Fortune and luck were theirs. As the train, bearing the dead Morgan, drew into Tucson, the hawk-like gray eyes of Mr. Holiday showed him Messrs. Stillwell and Clanton on the station platform. He pointed out the red-hand ones to Wyatt Earp.
The two swung from the train.
The quarry separated, Mr. Clanton running craftily in and out among the crowd, while Mr. Stillwell, with an utter dearth of war-wisdom, fled along the lonely track. Wyatt and Mr. Holiday pursued Mr. Stillwell, and brought him to bay near the water tank. Filling him full of lead, they returned, and rapped on the car-window to attract the attention of Virgil.
“One!” cried Wyatt, holding up a finger.
Virgil looked up; the funeral sadness of his face for a moment gave way to a smile. He nodded, and then the train pulled out.

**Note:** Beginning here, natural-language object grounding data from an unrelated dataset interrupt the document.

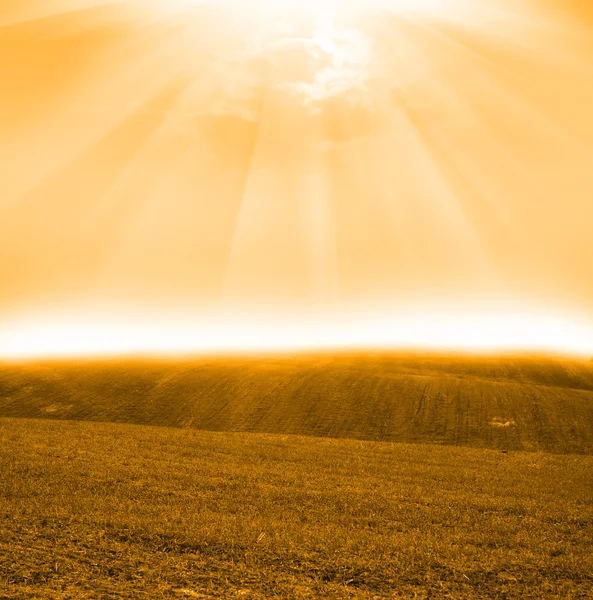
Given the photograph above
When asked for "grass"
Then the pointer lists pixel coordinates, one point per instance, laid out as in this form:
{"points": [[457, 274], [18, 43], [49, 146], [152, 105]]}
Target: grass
{"points": [[295, 478], [99, 510], [505, 403]]}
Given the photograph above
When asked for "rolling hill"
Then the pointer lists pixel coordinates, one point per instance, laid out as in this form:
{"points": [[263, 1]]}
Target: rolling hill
{"points": [[503, 402]]}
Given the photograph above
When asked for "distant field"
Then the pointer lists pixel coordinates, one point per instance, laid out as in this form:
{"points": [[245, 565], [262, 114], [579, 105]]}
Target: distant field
{"points": [[500, 402], [99, 510]]}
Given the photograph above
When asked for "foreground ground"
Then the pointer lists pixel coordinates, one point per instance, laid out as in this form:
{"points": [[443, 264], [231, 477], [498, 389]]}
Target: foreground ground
{"points": [[505, 403], [96, 510]]}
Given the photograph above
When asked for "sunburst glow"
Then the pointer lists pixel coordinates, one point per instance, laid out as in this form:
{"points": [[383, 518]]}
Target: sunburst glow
{"points": [[195, 175]]}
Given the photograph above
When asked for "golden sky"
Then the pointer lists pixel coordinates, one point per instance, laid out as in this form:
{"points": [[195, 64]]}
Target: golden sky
{"points": [[195, 174]]}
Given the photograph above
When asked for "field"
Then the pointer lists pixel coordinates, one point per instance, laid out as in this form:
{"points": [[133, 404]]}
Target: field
{"points": [[93, 508], [500, 402]]}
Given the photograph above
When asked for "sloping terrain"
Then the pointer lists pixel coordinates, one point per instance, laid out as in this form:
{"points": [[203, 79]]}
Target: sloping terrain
{"points": [[103, 510], [499, 402]]}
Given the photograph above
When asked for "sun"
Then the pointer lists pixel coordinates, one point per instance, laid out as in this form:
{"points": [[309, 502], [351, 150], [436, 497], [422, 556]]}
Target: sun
{"points": [[287, 8]]}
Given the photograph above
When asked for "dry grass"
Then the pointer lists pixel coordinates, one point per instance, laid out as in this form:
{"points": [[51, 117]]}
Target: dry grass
{"points": [[93, 510], [499, 402]]}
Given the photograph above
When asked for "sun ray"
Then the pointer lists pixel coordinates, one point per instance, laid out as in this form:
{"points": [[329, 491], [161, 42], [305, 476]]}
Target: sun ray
{"points": [[285, 163]]}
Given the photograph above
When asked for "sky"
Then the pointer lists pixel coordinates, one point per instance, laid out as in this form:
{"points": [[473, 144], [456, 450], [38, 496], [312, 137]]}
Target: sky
{"points": [[194, 175]]}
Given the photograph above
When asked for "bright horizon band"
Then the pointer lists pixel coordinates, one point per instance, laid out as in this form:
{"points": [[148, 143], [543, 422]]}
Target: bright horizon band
{"points": [[191, 176]]}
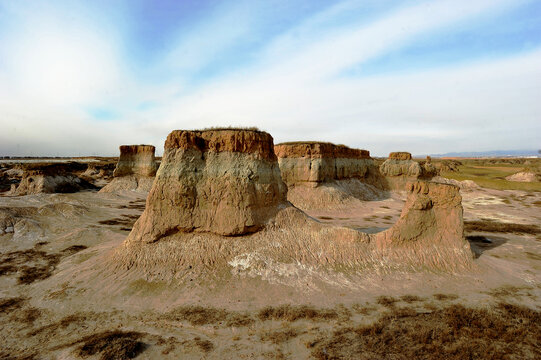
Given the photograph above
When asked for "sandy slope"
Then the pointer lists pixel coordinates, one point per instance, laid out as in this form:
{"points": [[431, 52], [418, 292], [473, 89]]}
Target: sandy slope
{"points": [[86, 295]]}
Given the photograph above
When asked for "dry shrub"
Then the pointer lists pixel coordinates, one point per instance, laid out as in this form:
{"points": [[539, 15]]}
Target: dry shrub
{"points": [[73, 249], [363, 309], [33, 264], [387, 301], [199, 315], [62, 324], [494, 226], [456, 332], [279, 336], [112, 345], [445, 297], [296, 312], [411, 298]]}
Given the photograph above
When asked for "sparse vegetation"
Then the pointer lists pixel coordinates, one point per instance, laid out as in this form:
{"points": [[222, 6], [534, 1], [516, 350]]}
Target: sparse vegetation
{"points": [[455, 332], [387, 301], [494, 226], [296, 312], [279, 336]]}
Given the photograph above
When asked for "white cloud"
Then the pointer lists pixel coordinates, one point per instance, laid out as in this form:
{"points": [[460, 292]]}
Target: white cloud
{"points": [[293, 90]]}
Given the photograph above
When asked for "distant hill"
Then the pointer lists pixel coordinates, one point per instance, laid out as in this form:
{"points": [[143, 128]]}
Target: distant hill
{"points": [[494, 153]]}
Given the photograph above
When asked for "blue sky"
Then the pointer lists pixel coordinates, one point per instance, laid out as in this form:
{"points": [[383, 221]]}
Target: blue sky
{"points": [[80, 78]]}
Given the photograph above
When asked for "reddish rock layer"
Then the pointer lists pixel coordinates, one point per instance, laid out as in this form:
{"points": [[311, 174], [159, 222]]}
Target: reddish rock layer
{"points": [[319, 150], [136, 160], [238, 141], [400, 155], [225, 182]]}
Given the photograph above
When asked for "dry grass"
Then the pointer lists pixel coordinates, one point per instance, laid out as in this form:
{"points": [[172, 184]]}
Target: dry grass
{"points": [[510, 291], [9, 304], [61, 324], [111, 345], [411, 298], [199, 315], [456, 332], [125, 220], [279, 336], [237, 128], [296, 312], [387, 301], [494, 226], [445, 297]]}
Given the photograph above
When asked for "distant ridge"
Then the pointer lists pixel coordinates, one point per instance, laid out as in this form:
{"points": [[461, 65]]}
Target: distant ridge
{"points": [[493, 153]]}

That night Wyatt Earp and Mr. Holiday turned Tucson upside down hunting for the evanscent Mr. Clanton. He had fled and left no sign.

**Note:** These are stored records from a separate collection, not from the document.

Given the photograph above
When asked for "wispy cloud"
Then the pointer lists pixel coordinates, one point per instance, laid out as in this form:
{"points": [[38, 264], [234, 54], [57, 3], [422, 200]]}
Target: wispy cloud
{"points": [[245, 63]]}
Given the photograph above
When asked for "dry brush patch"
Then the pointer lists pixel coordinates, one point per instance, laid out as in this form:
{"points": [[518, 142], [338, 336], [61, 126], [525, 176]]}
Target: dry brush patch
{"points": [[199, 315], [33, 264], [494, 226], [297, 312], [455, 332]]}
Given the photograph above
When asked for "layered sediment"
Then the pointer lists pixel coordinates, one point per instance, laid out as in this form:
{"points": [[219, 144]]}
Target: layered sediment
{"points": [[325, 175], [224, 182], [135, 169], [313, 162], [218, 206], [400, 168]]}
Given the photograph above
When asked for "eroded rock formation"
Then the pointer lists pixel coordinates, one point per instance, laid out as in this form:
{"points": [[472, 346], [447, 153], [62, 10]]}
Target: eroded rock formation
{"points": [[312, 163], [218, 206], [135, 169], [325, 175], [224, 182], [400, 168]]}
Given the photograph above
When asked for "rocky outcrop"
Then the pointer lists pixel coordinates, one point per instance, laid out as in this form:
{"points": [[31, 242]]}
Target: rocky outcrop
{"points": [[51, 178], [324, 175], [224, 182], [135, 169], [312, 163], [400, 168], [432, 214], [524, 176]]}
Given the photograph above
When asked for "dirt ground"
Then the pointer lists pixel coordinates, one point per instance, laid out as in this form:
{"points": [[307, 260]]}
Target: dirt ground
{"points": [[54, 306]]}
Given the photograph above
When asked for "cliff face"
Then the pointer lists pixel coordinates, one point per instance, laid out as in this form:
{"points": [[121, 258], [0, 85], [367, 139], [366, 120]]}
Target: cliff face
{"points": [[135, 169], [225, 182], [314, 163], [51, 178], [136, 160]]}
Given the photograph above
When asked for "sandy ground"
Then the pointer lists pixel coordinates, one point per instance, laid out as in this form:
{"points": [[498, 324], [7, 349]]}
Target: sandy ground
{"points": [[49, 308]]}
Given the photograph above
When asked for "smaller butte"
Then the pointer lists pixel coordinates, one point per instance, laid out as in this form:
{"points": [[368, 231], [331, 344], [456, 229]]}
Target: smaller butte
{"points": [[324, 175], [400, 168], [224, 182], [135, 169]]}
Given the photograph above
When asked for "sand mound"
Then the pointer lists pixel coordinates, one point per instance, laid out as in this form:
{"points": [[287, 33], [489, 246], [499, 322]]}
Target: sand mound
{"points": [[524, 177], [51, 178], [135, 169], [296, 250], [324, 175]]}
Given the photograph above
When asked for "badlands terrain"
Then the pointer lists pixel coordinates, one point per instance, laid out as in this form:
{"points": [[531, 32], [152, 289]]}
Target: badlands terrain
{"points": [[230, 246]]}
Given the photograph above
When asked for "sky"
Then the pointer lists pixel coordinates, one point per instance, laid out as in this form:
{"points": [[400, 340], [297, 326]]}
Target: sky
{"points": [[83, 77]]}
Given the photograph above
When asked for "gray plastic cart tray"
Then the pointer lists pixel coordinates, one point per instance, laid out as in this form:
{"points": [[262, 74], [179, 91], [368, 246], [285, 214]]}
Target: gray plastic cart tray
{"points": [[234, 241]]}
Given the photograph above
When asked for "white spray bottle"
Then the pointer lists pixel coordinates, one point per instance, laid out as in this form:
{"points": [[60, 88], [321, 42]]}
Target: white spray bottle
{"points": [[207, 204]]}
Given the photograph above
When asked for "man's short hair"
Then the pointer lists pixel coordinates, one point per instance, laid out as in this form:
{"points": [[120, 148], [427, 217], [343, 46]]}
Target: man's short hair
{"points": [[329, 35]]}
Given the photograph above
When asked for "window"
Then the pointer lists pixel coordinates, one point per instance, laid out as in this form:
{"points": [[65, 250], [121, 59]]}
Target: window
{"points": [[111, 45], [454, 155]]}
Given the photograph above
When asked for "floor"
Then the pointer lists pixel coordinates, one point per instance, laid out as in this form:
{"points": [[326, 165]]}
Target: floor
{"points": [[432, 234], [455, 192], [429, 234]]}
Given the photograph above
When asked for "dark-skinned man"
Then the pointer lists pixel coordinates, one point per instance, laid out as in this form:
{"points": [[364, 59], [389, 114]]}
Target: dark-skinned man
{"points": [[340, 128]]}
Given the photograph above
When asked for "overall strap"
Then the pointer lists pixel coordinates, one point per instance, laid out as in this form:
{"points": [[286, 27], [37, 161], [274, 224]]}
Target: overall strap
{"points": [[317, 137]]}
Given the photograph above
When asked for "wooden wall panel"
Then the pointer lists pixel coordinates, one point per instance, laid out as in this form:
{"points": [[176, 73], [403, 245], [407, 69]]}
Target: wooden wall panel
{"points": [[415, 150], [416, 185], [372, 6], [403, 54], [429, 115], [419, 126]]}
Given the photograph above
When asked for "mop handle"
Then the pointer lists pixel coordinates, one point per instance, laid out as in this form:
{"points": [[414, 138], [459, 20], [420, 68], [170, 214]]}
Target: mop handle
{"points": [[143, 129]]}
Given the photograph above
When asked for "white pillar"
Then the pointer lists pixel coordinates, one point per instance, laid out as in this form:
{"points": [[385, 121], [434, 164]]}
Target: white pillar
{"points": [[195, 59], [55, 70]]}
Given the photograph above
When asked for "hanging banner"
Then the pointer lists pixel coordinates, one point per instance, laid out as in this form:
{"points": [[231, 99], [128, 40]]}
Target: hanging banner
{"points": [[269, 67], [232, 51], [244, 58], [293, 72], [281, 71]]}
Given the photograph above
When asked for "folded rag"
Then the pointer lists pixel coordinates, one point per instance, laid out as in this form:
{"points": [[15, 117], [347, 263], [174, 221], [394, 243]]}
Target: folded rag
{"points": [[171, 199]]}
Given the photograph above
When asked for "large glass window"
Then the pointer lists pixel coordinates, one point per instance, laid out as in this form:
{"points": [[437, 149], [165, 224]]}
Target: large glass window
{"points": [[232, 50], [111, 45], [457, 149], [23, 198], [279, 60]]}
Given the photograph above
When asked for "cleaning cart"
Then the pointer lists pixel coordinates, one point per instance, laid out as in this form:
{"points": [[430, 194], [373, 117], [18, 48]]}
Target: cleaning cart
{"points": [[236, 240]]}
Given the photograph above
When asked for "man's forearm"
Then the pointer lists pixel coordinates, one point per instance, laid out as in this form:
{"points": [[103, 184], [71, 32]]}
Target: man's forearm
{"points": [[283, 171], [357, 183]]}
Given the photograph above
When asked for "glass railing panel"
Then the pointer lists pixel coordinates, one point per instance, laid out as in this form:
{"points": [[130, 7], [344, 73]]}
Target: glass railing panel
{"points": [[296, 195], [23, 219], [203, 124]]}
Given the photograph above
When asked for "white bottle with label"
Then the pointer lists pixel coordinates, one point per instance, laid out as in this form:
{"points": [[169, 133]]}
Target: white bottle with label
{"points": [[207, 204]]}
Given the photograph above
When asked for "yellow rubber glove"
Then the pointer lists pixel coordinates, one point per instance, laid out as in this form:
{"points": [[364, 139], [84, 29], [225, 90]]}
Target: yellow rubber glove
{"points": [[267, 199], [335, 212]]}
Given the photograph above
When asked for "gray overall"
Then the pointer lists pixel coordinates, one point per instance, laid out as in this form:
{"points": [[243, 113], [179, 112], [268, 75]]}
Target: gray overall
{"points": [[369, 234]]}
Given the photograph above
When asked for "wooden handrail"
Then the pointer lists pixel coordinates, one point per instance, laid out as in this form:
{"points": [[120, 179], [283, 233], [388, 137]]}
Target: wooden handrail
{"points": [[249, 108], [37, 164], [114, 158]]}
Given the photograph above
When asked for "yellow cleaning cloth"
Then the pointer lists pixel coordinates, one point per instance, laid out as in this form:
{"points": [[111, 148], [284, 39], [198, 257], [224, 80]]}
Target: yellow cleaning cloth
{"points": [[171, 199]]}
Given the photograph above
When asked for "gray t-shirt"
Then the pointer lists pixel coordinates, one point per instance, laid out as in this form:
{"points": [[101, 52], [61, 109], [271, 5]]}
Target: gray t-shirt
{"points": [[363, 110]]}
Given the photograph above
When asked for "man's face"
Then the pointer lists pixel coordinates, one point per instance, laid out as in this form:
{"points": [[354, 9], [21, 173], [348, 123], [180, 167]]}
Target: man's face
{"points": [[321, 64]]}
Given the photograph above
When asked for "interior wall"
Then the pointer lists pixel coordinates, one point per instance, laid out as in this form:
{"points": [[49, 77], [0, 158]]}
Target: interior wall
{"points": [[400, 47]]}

“I must sleep, Wyatt,” said Mr. Holiday, at last.
One is not to forget that Mr. Holiday was an invalid, with days not only numbered, but few. His fatigue was excusable. That he was wearied to a standstill his yellow moustache, a-tremble with the nervous twitching of his lip, made proof.

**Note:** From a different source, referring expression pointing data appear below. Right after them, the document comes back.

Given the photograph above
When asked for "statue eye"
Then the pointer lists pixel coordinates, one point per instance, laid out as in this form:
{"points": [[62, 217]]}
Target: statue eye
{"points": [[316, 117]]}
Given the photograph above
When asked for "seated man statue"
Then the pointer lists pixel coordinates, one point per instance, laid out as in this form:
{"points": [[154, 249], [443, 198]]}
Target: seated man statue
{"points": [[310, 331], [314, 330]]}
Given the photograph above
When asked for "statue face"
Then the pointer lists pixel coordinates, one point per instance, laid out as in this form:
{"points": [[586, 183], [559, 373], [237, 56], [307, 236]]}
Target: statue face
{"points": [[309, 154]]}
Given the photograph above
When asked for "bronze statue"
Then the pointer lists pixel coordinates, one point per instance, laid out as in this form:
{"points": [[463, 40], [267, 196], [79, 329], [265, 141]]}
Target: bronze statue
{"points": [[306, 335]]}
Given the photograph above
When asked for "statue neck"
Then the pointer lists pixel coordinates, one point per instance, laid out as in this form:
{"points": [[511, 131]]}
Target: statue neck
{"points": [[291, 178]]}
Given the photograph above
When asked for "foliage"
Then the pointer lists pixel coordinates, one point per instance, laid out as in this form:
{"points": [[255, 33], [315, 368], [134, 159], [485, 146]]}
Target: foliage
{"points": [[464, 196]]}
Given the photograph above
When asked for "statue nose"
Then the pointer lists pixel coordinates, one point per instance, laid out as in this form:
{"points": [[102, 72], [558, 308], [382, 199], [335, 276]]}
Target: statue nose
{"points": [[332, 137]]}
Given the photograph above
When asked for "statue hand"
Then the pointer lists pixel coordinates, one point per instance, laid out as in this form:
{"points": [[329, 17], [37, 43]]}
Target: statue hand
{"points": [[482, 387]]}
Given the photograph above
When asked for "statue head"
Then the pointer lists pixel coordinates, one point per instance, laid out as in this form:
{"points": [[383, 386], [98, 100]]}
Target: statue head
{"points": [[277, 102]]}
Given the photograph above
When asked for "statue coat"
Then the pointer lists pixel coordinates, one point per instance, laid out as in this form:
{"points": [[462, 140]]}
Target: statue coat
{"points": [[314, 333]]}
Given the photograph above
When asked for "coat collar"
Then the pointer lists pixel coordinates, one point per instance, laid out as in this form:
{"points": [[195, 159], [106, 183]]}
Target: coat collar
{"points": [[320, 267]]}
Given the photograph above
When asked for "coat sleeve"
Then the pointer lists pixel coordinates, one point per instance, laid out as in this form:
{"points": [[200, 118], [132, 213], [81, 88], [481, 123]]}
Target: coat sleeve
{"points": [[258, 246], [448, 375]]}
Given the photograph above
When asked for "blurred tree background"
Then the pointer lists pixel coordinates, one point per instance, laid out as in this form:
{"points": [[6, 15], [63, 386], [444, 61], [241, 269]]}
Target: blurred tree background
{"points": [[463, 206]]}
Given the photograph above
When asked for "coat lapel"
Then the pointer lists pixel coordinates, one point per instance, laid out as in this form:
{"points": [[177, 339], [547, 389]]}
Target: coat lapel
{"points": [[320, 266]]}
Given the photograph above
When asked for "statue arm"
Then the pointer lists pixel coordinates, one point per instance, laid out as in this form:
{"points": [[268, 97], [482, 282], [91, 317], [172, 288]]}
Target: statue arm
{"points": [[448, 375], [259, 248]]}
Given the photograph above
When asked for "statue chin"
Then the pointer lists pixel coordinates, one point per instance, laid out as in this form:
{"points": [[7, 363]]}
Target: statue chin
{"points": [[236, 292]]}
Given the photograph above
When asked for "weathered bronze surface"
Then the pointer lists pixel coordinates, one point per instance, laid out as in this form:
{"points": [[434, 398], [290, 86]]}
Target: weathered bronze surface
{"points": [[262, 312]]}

Speaking of Mr. Holiday’s moustache—the colour of corn: Is it not the thing strange how those gentlemen of guns and perils should have been every one of the gray-eyed strain? Or was it that the desperate drop in the veins of each came from some old forgotten viking ancestor of that yellow-haired, battle-axe breed which once foraged and fought along the coasts of Northern Europe?
Mr. Holiday was vastly repaired by a long night’s sleep. The morning found Mr. Holiday and Wyatt Earp in the saddle, their belts heavy with cartridges, war-bags bulging with provant. They rode out of Tucson, and their desperate campaign of revenge commenced. They invaded the San Simon and blotted out the Mexican Florentine. This was slight work, like the killing of a jack-rabbit. There should be braver game in the San Simon.